[dm-devel] patch to dm-emc.c
egoggin at emc.com
egoggin at emc.com
Thu Aug 10 16:41:37 UTC 2006
Thanks Mike. Changes to reflect these and other comments from
Alasdair and Mike Anderson will be delayed since I'm on vacation
for a week and a half or so.
> -----Original Message-----
> From: dm-devel-bounces at redhat.com
> [mailto:dm-devel-bounces at redhat.com] On Behalf Of Mike Christie
> Sent: Thursday, August 10, 2006 3:43 AM
> To: device-mapper development
> Cc: agk at redhat.com
> Subject: Re: [dm-devel] patch to dm-emc.c
>
> egoggin at emc.com wrote:
> >
> > + /*
> > + * Link all paths of mapped device to the same hwh context.
> > + */
> > + hwh = &m->hw_handler;
> > + if (hwh->type) {
> > + list_for_each_entry(pg, &m->priority_groups, list) {
> > + list_for_each_entry(pgpath,
> &pg->pgpaths, list) {
> > + (path = &pgpath->path)->hwhcontext =
> > hwh->context;
>
>
> This and some other places got wrapped.

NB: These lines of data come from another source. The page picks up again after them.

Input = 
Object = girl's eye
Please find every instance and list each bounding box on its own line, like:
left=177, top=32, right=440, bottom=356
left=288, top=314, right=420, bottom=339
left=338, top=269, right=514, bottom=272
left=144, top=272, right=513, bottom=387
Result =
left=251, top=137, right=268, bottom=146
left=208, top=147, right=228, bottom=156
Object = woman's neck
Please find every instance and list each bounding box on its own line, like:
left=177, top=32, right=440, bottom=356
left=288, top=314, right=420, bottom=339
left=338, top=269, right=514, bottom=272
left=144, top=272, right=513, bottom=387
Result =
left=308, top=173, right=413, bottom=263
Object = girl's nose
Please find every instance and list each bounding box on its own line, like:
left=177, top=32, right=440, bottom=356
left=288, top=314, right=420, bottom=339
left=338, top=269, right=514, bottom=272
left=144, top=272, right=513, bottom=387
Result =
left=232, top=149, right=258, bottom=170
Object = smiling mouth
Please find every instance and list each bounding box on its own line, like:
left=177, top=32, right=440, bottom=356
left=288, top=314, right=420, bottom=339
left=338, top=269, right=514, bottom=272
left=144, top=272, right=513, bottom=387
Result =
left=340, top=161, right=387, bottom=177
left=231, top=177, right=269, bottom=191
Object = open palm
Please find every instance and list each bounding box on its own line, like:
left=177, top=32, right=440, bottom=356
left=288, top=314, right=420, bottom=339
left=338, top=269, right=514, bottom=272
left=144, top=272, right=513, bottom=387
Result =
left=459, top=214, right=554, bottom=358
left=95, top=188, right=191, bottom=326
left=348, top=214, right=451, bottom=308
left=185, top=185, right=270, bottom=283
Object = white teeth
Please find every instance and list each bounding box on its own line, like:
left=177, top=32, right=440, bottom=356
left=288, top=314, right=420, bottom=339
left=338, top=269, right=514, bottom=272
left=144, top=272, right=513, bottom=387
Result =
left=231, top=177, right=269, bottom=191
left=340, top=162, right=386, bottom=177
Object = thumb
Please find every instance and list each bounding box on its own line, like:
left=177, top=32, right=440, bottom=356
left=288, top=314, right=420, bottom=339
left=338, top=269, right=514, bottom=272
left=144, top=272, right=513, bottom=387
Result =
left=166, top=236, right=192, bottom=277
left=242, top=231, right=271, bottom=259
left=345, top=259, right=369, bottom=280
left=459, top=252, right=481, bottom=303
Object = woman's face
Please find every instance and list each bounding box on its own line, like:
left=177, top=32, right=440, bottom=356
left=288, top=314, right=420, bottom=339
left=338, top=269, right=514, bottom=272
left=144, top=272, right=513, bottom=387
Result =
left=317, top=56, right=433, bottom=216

Sorry, after I make these changes I'll resend it (hopefully)
without line wrapping.
>
>
> > + }
> > + }
> > + }
> > +
> > + /*
> > + * Initialize the hardware context now that all paths are setup,
> > + * pass any one of the paths to be used to access the device.
> > + */
> > + if (hwh->type && hwh->type->init && path) {
> > + /* pass mapped device name for event logging */
> > + const char *name =
> > dm_device_name(dm_table_get_md(ti->table));
> > + hwh->type->init(hwh, name, path);
> > + dm_table_put_md(ti->table);
> > + }
> > +
> > ti->private = m;
> > - m->ti = ti;
> >
> > return 0;
> >
> >
> > --- drivers/md/dm-hw-handler.h.orig 2006-08-03
> 04:04:54.000000000 -0500
> > +++ drivers/md/dm-hw-handler.h 2006-08-03
> 04:04:54.000000000 -0500
> > @@ -29,6 +29,8 @@
> >
> > int (*create) (struct hw_handler *handler, unsigned int argc,
> > char **argv);
> > + void (*init) (struct hw_handler *hwh, const char *name,
> > + struct path *path);
> > void (*destroy) (struct hw_handler *hwh);
> >
> > void (*pg_init) (struct hw_handler *hwh, unsigned bypassed,
> >
> >
> > --- drivers/md/dm-emc.c.orig 2006-08-03
> 04:04:54.000000000 -0500
> > +++ drivers/md/dm-emc.c 2006-08-06 20:40:48.000000000 -0500
> > @@ -10,224 +10,391 @@
> > #include "dm.h"
> > #include "dm-hw-handler.h"
> > #include <scsi/scsi.h>
> > +#include <scsi/scsi_eh.h>
> > #include <scsi/scsi_cmnd.h>
> >
> > -#define DM_MSG_PREFIX "multipath emc"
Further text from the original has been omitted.